Mims also shared with CP some of the questions she had for God: "Wait a minute, Lord, I am a single mom, I am raising an 11-year-old, and this is not the right time for this. How could you call me for this now?"

She noted that serving in ministry full time was very new to her. "How am I ever going to live like this? How am I going to survive like this? What is my lifestyle going to look like?" she wondered.

Mims said she knew in her heart that she was going in the right direction, however, as that is what she felt God wanted from her.

"A God that has always been faithful to you, a God that has provided for you in so many ways — when you have history with someone who has been loyal and faithful to you, you know you can count on them.

"I could hear the Lord saying, 'Do you trust me that I am going to provide what you need, provide what your daughter needs, that I am going to meet you right where you are?'"

Looking back at her successful corporate life, Mims recognized that it was God who took her there.

"When we are sitting in those high places, it is easy for our pride to tell us 'It's me, I'm so good, I'm so intelligent,' but it's really the Lord who opens the door, the Lord who enables us, the Lord who bring us to those places."

She explained that she still has days of doubt, but that is when her faith rises up.

"The Lord is good because He didn't lead me this far to fail me. I encourage myself in the Word that tells me who He is, and the testimony He has given me that He has been faithful to me in many ways and will continue to be so."

"My experience was a laying down of my life to the Lord, it was a full conversion," Mims continued. "I don't see my life as my own. I have desires, wants, needs, but I always present those to the Lord."

She recalled sitting in training at Wycliffe with people who had been in ministry out in the field doing Bible translation, and hearing their stories of impacting and changing people's lives. That is when it dawned on her the importance of being in a support role.

"The whole mandate that we have as Christians, to go tell to the whole Earth the Good News, just the sense of knowing that the work that I'll be involved will enable the Gospel to go into places where the Gospel has not yet been" is what inspires her, she said, along with helping people understand a concept as critical as salvation.

"All of those years I spent in the corporate world, learning my craft and learning all those things that the Lord needed me to get good at so that now I can enter ministry, I think is just awesome," she said.

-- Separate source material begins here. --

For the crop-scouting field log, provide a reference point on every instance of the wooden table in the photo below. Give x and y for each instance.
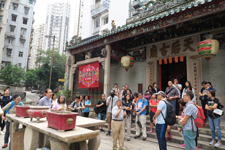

Mims believes that God has His reasons for saying "not now," and reflected that without her business background, she would have never had the level of experience to step into this role now.

Speaking about her goals, she said that ultimately she wants to see more people come to the saving knowledge of Christ.

"The short term goal is that the work that I do in the communications role will enable the whole of the organization and all of the teams out in the field to be better equipped and do better at what they do to get the Word into the hands of those that need it," Mims said, expressing her desire to help "extend the Kingdom of God on this side of eternity."